A sharp rise in fraudulent unemployment claims targeting Becker County residents in 2021 caused law enforcement officials issue guidance to the victims and post a warning to area residents.
Since Jan. 19, at least 15 Becker County residents have called the Becker County Sheriff's Office to report unauthorized unemployment benefit claims in their name. With additional unemployment funds added to each claim from pandemic-related relief packages, law enforcement officials are worried these identity thieves could receive improper payments and potentially leave the victim on the hook with a compromised identity.
"It can be prosecuted criminally," said John Stiles, deputy chief of staff for the Minnesota Attorney General's Office. "If it's a crime committed in Minnesota, using Minnesota unemployment funds, then it would be a state crime and it could be prosecuted in the county where it took place by the county attorney."
Stiles said if the amount of the fraud was less than $500, the suspect could be charged with a gross misdemeanor, but, if the amount exceeds $500, the suspect would face felony fraud charges. Many of the pandemic-related unemployment programs included an additional $600 benefit, which would turn many of the fraudulent offenses into felonies.
According to the Minnesota Unemployment Insurance program, unemployment benefits are also considered taxable income federally and at the state level, which would leave defrauded tax payers with an additional hurdle to remove the claims from the tax records. However, beneficiaries have the option to change their withholding through an automated phone system, web portal, or by mail-in form.
The U.S. Department of Labor inspector general's office believes more than $63 billion in unemployment benefits nationwide has been dispersed to fraudulent claims, or in error, which represents nearly 10% of the total benefits paid out since March 2020 through pandemic-related unemployment programs, according to the Associated Press.
The fraudulent claims in Becker County began Jan. 19.

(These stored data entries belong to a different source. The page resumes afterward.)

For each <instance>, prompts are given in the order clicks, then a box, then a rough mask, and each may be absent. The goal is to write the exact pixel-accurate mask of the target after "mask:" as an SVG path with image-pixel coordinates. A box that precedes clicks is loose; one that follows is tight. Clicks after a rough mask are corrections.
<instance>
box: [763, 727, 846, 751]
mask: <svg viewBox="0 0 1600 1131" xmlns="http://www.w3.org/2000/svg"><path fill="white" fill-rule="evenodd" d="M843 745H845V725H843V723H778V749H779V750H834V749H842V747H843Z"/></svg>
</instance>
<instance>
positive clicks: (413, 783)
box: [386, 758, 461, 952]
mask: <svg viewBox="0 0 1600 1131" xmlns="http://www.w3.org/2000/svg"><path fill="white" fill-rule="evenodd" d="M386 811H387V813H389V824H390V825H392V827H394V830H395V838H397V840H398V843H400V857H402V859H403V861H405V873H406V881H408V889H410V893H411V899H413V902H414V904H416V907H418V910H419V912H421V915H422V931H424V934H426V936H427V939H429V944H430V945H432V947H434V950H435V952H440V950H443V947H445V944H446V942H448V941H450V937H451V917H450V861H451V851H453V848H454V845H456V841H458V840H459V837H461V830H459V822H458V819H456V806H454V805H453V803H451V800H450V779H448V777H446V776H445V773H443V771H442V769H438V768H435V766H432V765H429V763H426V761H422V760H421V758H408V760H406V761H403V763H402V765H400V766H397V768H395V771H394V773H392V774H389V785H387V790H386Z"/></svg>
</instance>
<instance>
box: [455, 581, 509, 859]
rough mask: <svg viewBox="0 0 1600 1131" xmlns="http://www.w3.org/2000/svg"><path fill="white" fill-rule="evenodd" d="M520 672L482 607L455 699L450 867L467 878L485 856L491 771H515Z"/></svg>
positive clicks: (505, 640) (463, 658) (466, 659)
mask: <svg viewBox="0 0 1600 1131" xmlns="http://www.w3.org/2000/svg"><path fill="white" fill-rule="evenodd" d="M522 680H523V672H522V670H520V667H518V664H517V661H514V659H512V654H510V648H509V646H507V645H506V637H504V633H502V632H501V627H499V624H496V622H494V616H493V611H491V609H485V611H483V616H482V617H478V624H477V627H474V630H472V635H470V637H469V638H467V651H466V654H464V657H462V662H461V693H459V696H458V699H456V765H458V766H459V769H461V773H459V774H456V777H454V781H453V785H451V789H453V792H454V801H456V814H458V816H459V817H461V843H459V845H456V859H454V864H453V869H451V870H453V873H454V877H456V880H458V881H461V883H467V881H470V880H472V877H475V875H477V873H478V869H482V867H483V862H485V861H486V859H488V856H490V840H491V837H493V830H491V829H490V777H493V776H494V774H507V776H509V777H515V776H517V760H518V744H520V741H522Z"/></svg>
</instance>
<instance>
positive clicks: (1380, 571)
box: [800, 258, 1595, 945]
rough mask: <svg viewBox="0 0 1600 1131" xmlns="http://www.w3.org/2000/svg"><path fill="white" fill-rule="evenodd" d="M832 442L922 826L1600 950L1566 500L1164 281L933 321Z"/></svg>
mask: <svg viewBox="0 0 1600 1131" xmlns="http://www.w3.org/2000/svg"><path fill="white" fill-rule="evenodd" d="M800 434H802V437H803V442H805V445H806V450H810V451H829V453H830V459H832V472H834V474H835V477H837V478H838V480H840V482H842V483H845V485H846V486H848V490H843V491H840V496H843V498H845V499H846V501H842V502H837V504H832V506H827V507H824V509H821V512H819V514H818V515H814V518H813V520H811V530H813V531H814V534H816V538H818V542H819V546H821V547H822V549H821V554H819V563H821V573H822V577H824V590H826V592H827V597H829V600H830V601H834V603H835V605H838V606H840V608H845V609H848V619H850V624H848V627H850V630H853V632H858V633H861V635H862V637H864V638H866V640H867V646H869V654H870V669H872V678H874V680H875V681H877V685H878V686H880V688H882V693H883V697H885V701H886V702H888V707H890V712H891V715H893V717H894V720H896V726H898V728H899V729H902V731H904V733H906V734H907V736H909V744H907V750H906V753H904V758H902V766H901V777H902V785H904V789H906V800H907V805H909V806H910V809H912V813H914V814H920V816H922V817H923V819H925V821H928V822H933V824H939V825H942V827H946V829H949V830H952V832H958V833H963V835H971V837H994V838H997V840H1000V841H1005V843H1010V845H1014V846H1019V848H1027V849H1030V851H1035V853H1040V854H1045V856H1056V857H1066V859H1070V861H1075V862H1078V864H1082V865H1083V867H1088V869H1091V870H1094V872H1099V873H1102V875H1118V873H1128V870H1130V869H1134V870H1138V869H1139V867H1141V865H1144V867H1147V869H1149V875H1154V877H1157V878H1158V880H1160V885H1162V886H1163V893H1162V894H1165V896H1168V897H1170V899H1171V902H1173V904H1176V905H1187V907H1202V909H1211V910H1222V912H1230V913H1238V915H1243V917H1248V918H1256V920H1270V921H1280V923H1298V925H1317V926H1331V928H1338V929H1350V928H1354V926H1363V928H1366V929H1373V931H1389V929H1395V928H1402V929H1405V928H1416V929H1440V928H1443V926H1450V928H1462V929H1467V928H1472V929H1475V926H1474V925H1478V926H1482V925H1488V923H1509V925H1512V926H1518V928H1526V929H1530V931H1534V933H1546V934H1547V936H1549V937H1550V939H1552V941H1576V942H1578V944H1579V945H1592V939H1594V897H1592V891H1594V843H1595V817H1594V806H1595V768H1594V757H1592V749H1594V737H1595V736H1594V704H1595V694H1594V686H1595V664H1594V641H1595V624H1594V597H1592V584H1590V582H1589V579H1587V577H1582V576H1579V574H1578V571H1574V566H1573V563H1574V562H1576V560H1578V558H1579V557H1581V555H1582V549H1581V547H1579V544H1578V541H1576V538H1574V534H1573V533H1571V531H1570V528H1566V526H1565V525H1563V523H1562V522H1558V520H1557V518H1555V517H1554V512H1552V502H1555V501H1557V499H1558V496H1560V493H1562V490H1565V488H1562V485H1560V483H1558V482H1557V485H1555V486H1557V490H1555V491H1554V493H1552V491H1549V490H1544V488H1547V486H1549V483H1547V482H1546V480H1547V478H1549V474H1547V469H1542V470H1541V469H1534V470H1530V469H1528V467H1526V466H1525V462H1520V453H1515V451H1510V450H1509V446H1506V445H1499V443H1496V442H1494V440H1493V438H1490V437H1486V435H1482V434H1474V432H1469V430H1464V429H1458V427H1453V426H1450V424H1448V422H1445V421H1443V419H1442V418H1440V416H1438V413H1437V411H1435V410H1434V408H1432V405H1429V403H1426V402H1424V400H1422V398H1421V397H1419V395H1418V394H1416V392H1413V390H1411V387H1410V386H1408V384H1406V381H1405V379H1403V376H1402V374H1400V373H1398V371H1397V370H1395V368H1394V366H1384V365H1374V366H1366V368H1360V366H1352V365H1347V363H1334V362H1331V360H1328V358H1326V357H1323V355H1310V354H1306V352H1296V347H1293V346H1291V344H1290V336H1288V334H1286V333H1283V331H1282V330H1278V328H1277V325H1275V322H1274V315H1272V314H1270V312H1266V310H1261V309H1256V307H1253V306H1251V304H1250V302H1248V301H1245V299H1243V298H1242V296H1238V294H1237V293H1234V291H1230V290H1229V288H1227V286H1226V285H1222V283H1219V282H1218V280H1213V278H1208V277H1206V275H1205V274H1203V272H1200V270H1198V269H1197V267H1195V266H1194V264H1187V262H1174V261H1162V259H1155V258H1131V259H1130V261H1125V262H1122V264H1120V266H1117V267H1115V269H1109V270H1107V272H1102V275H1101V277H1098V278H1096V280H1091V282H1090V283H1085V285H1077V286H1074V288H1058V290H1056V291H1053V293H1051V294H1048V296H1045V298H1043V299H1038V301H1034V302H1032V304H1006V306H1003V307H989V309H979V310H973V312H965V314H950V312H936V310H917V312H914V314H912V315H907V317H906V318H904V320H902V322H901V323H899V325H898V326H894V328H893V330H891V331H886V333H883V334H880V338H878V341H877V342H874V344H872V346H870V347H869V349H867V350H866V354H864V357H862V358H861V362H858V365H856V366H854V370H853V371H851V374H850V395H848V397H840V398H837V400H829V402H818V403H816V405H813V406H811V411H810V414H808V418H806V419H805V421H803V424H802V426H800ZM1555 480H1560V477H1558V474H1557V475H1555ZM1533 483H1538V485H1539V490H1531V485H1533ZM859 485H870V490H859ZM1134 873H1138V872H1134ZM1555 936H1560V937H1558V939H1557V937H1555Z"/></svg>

On Feb. 22, the Becker County Sheriff's Office posted a link on its Facebook page warning residents of the fraudulent scheme and directing them to guidance on the Minnesota Unemployment Insurance program's website.
"I feel like that somebody's system … was breached because they have everybody's name, address, and full Social Security number," said Kathy Nguyen, investigator for the Becker County Sheriff's Office. "It looks like they are trying to reroute the unemployment, basically trying to defraud the Minnesota Unemployment Insurance."
She also said multiple unemployment fraud reports have been made to the Detroit Lakes Police Department.
A police department official said teachers and staff in the Detroit Lakes Public Schools were targeted and multiple employees of the district reported fraudulent claims.
"(The Minnesota Unemployment Insurance Program) has been sending a letter to the rightful person's address and that is how they are discovering that their information has been stolen," said Nguyen.
To her knowledge, she said, none of the victims she has been dealing with have had fraudulent checks be sent out because they were caught in the initial claims process.
If residents have become victims of unemployment claims fraud, law enforcement officials suggest:
- File a police report with the local police department, or county sheriff's office.
- File an identity theft report with the Federal Trade Commission through their website.
- If you received a 1099-G tax form, but did not receive any benefits, file a report with the Minnesota Unemployment Insurance program through their website.
- File a fraud alert with the three major credit reporting agencies: Experian, TransUnion or Equifax.
- Seek credit monitoring, or identity protection services. Your bank may offer free credit monitoring tools, such as a free credit report. Free credit reports can also be obtained through annualcreditreport.com.
- Change passwords to email, banking and other personal accounts.
"In general, we're always happy to hear from Minnesotans who experience any kind of consumer related trouble, and we are happy to help," said Stiles. "In suspected unemployment fraud, DEED, the Department of Employment and Economic Development, really has all the authority they need to investigate cases like this."
In Minnesota, the COVID-19 pandemic caused a surge unemployment applications and benefits to those furloughed, according to a Minnesota DEED official. In April 2018 and April 2019, Minnesota averaged nearly 14,000 unemployment claims in each month, but, in April 2020, during the height of the state's stay-at-home order, 324,973 Minnesota residents filed for unemployment benefits.
Claim levels have remained elevated in the state compared to past years throughout the pandemic with 56,309 filing for benefits in January.
In Becker County, the unemployment claims remain more than double the normal rate with 295 residents claiming benefits in January 2021 compared to 123, in January 2020, and 151, in January 2019.